The palace was indeed much more magnificent than anything they had yet seen that day, though it would have made but a poor show beside that of the Babylonian King. They came to it through a great square pillared doorway of sandstone that stood in a high brick wall. The shut doors were of massive cedar, with bronze hinges, and were studded with bronze nails. At the side was a little door and a wicket gate, and through this the priest led the children. He seemed to know a word that made the sentries make way for him.

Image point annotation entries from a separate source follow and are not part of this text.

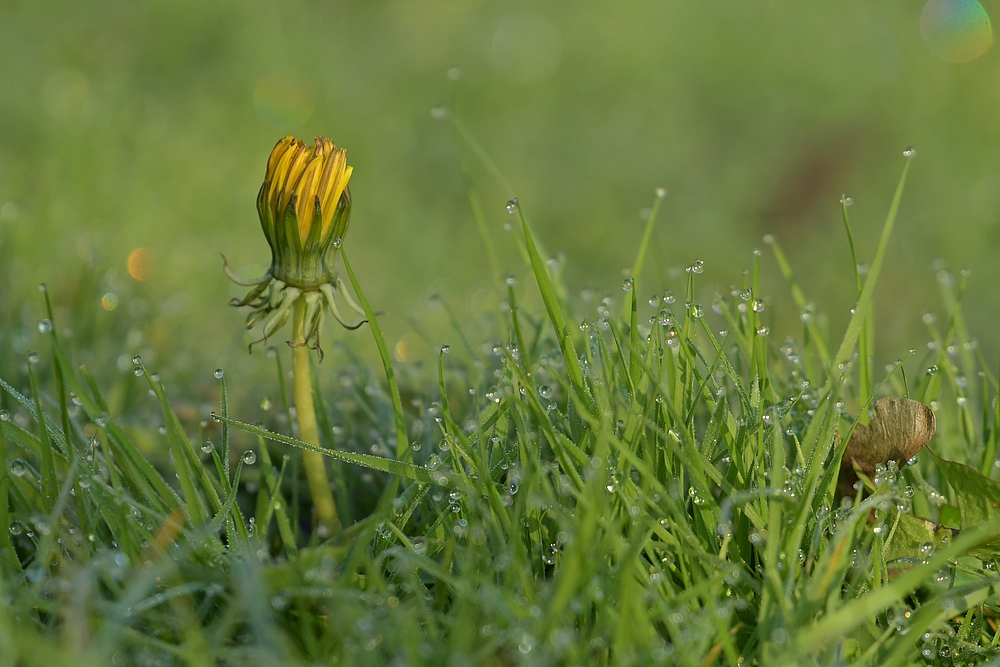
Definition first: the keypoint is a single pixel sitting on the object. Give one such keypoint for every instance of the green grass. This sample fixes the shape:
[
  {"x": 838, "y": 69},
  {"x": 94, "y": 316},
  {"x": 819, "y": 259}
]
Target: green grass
[{"x": 654, "y": 485}]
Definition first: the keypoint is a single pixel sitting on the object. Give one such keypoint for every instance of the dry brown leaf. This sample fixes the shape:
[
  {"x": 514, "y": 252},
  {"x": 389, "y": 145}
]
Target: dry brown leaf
[{"x": 900, "y": 428}]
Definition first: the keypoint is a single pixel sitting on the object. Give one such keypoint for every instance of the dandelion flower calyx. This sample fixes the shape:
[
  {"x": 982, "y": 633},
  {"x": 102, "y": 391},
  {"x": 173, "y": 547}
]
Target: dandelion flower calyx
[{"x": 304, "y": 206}]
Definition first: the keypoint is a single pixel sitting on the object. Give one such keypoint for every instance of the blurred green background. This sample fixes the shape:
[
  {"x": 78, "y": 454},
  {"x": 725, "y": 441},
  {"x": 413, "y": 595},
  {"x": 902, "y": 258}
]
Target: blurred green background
[{"x": 147, "y": 125}]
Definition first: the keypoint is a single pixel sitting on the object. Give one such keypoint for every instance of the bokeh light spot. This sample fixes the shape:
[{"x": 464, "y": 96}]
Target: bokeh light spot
[
  {"x": 956, "y": 30},
  {"x": 283, "y": 102},
  {"x": 138, "y": 264}
]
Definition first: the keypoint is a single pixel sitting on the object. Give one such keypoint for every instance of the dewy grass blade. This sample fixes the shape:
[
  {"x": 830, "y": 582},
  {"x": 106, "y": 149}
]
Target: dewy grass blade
[
  {"x": 858, "y": 611},
  {"x": 402, "y": 443},
  {"x": 50, "y": 486},
  {"x": 392, "y": 466},
  {"x": 8, "y": 558},
  {"x": 865, "y": 300},
  {"x": 553, "y": 309}
]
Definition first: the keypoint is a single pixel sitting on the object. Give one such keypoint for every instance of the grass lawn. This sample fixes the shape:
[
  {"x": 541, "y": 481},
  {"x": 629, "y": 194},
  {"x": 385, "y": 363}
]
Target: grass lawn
[{"x": 651, "y": 482}]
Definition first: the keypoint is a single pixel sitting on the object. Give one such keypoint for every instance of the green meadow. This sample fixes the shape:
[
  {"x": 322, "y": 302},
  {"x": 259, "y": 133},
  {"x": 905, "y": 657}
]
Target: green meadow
[{"x": 675, "y": 347}]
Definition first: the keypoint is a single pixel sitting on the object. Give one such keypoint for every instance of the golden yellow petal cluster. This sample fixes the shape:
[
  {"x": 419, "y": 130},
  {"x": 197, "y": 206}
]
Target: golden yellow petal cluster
[{"x": 315, "y": 177}]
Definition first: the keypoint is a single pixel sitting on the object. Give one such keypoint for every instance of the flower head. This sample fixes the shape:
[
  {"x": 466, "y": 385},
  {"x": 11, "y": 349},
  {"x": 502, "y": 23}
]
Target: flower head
[{"x": 304, "y": 206}]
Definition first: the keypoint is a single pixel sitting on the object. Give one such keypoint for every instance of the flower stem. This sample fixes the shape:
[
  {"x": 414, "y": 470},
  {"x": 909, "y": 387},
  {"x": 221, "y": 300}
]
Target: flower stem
[{"x": 319, "y": 484}]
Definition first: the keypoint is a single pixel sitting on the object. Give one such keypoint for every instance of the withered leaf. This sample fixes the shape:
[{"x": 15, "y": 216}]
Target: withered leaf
[{"x": 900, "y": 428}]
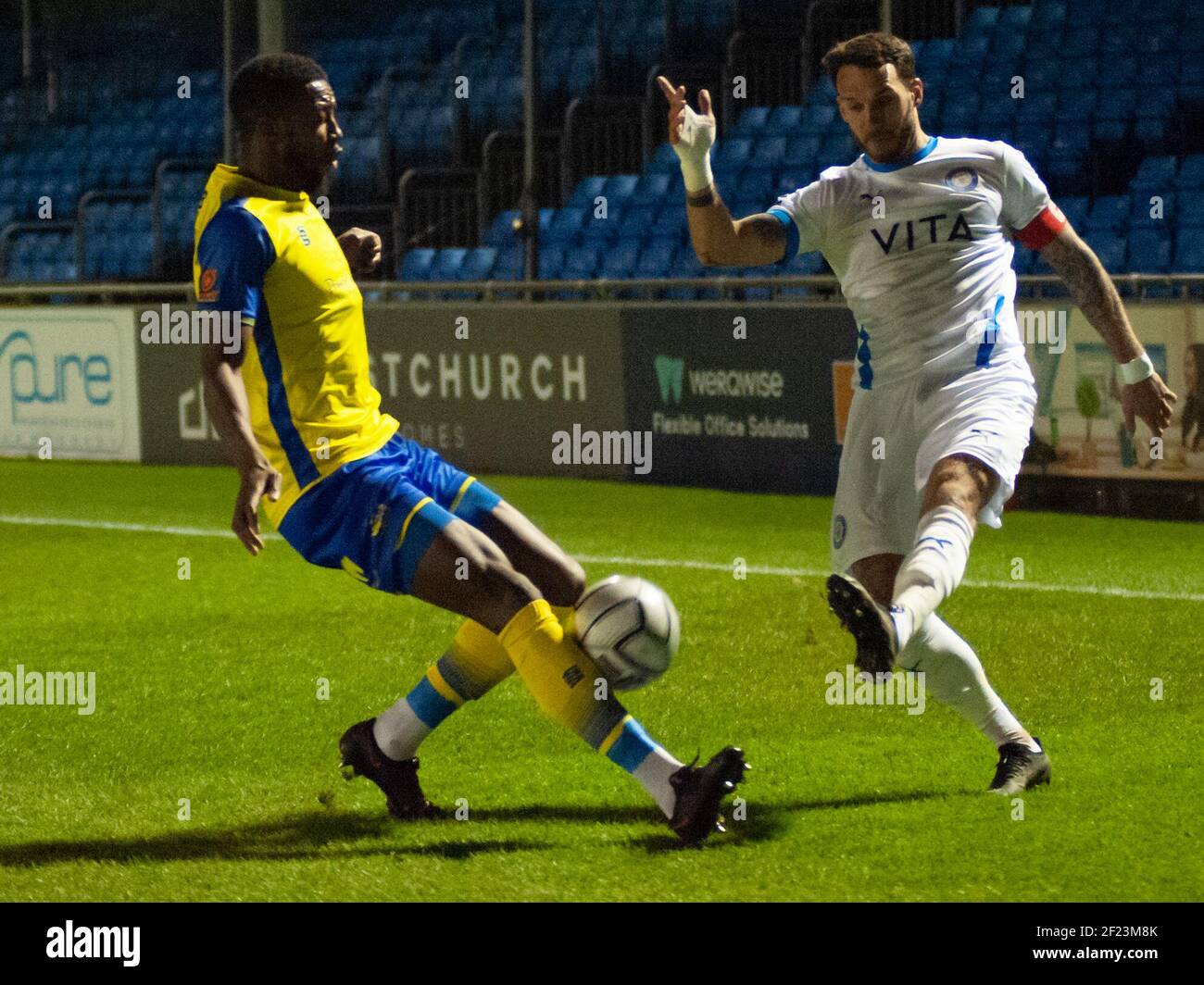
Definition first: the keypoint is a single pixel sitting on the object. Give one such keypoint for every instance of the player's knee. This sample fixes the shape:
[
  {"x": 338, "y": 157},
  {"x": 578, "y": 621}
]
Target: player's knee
[{"x": 569, "y": 581}]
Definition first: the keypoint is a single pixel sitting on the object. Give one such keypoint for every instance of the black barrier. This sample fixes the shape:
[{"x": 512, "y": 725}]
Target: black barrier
[{"x": 738, "y": 396}]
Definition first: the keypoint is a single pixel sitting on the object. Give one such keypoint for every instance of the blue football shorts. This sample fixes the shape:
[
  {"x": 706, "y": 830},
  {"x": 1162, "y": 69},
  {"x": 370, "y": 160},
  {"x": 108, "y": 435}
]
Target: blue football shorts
[{"x": 376, "y": 517}]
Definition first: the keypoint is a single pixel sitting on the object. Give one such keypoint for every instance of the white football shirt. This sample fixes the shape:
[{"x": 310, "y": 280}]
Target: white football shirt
[{"x": 923, "y": 253}]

Inside was a garden, planted with hundreds of different kinds of trees and flowering shrubs, a lake full of fish, with blue lotus flowers at the margin, and ducks swimming about cheerfully, and looking, as Jane said, quite modern.

'The guard-chamber, the store-houses, the queen's house,' said the priest, pointing them out.

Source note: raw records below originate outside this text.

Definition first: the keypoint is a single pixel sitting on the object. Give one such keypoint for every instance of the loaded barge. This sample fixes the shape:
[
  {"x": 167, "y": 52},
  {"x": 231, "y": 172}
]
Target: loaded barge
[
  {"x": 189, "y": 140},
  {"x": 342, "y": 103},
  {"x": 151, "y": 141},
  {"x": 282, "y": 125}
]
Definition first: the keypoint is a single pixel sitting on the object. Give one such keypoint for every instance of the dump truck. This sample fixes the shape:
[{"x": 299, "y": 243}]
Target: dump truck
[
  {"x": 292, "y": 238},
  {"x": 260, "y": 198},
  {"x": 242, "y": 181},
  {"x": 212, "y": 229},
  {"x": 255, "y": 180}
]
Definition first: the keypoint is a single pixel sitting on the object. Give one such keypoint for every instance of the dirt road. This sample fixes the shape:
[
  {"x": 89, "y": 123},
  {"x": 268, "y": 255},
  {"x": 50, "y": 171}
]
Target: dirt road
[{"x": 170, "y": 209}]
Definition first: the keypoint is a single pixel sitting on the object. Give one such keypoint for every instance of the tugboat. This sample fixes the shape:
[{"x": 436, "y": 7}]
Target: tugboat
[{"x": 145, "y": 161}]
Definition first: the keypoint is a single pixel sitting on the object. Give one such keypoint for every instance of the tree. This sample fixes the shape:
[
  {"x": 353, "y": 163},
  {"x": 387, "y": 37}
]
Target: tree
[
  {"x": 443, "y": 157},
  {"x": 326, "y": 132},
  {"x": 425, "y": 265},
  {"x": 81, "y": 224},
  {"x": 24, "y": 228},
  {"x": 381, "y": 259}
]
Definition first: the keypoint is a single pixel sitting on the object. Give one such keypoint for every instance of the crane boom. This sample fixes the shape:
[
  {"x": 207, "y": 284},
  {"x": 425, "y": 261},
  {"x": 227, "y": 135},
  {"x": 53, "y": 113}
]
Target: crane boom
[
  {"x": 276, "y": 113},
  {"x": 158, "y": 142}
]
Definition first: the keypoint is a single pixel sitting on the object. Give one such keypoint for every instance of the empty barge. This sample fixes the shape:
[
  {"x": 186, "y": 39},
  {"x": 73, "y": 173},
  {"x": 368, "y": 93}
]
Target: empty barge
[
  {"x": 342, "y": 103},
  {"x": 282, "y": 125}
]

They passed through open courtyards, paved with flat stones, and the priest whispered to a guard at a great inner gate.

'We are fortunate,' he said to the children, 'Pharaoh is even now in the Court of Honour. Now, don't forget to be overcome with respect and admiration. It won't do any harm if you fall flat on your faces. And whatever you do, don't speak until you're spoken to.'

'There used to be that rule in our country,' said Robert, 'when my father was a little boy.'

At the outer end of the great hall a crowd of people were arguing with and even shoving the Guards, who seemed to make it a rule not to let anyone through unless they were bribed to do it. The children heard several promises of the utmost richness, and wondered whether they would ever be kept.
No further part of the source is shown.